Intervention de Claudette Brunet-Lechenault,
Vice-présidente du Conseil Général : demande de subvention pour le Congrès de la Ligue des Droits de l'Homme qui aura lieu en mai en Saône-et-Loire.
"Cette demande me semble symbolique dans la période que nous traversons.
Le constat que la Ligue des Droits de l’Homme publie ce matin dans la presse, est à la fois le reflet de l’inquiétude et celui du réveil civique, et c’est à ce titre qu’il est intéressant.
Il pointe les dérives de notre société, certaines tentatives de mise en cause de notre liberté : que ce soient le projet de fichier Edvige (avorté), les gardes à vue nombreuses, l’utilisation perverse des nouvelles technologies pour la surveillance sous couvert de sécurité, tout ceci nous amène à beaucoup de vigilance civique par rapport à une dérive sécuritaire larvée qui ne dit pas son nom.
J’ajouterai le projet de loi envisagé sur les bandes organisées, qui, si l’on n’y prend garde, peut conduire aussi à des excès sécuritaires.
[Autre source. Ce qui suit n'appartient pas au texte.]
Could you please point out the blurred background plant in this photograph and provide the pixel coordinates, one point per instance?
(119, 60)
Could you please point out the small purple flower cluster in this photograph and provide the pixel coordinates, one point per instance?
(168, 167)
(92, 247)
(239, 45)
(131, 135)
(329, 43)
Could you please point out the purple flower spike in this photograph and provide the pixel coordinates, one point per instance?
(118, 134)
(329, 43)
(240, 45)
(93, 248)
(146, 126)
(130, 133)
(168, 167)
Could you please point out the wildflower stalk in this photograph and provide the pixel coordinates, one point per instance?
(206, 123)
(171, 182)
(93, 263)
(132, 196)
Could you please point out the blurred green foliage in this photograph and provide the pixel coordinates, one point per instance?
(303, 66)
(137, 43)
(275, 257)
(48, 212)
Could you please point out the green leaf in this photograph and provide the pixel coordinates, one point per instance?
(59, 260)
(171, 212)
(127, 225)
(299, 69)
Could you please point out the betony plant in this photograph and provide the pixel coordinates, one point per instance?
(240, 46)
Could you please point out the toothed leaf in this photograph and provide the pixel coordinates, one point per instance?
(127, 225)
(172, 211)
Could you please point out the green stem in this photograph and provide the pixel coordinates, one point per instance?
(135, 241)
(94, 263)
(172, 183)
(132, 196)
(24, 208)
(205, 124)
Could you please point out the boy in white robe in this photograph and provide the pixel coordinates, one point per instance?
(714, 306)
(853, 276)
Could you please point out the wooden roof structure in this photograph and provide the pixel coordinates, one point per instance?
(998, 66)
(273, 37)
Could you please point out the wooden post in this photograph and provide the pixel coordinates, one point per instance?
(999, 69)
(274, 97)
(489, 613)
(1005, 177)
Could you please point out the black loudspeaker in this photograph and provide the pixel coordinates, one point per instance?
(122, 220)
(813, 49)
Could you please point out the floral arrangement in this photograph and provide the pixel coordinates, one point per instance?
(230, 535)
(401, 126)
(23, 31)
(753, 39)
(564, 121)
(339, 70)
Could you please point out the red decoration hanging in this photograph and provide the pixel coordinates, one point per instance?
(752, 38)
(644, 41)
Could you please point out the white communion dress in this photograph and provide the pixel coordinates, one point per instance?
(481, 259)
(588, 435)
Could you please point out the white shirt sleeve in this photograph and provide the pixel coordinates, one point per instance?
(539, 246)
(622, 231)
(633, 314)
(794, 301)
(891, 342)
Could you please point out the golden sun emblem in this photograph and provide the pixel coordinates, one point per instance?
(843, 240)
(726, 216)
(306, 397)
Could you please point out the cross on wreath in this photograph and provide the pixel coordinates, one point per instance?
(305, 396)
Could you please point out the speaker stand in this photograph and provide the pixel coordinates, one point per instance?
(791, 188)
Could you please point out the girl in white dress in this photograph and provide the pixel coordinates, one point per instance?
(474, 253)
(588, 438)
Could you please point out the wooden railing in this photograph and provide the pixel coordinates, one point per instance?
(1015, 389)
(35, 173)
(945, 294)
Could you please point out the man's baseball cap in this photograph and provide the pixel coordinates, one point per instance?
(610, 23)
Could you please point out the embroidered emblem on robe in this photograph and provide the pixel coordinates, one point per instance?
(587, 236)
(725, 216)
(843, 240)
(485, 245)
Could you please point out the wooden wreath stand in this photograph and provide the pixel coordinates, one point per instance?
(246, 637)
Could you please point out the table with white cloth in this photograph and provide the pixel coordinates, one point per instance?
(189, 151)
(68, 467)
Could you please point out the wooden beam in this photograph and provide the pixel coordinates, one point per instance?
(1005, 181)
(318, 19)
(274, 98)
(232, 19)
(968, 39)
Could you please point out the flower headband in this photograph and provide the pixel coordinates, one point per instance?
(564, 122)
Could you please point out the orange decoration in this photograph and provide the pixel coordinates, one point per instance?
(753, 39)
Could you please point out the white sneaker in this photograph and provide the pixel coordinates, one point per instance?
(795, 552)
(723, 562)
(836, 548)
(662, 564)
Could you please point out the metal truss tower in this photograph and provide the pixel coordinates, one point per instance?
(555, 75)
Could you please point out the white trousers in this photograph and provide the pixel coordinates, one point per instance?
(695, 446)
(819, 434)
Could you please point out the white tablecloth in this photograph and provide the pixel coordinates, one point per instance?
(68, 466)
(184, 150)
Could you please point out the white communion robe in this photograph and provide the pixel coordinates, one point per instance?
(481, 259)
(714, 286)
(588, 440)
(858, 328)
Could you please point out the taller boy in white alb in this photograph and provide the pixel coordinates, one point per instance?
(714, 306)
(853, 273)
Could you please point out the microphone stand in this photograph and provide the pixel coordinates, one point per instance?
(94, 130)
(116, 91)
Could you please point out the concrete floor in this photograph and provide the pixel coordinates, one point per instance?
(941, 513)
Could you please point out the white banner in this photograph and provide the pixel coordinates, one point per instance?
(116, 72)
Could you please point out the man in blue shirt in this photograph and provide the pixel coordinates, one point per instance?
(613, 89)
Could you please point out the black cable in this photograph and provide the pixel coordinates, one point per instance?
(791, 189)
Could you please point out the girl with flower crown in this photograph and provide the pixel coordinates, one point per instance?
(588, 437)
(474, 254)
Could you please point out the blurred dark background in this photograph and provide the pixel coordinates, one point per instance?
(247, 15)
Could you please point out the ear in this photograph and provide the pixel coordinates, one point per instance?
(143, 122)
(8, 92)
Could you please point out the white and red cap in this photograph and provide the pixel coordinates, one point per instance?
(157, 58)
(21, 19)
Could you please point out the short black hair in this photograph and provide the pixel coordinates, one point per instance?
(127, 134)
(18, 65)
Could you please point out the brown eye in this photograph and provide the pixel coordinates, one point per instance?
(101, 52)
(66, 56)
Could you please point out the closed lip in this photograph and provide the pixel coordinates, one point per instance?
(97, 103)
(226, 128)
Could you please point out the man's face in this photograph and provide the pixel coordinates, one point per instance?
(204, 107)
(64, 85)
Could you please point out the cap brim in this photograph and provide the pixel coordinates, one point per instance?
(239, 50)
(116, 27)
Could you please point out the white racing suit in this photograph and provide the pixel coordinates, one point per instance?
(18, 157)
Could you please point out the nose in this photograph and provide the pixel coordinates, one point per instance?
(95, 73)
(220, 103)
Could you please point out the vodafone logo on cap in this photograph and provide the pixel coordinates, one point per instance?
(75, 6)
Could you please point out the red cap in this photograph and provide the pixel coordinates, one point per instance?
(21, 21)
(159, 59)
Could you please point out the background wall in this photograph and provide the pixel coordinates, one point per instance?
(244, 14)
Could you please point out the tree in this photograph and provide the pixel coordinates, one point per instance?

Je veux rappeler aussi un rapport récent sur les prisons et celui d’Amnesty International, qui pointe du doigt certaines violences policières.
La prise de position de Jean-Pierre Dubois, Président de la Ligue des Droits de l’Homme, est responsable et c’est en ce sens qu’elle mérite d’être entendue : s’il fait part de ses inquiétudes, il fait aussi confiance à notre capacité collective à résister, et en appelle au réveil civique.
Certains pourraient penser que le rôle d’un Conseil général est plutôt de s’occuper de l’APA, des écoles, des routes. Oui, bien sûr, mais pas seulement. Il n’y a pas d’un côté ceux qui, là haut, pensent et philosophent pour nous et décident pour nous (en nous donnant bonne conscience) et ceux qui, ici devraient se cantonner à leurs cantons.
A quel que niveau que ce soit les élus sont des acteurs de la vie civique et à ce titre, je souhaite vivement que nous soyons tous aux côtés de la Ligue des Droits de l’Homme, afin de montrer que nous sommes solidaires de son pouvoir d’alerte".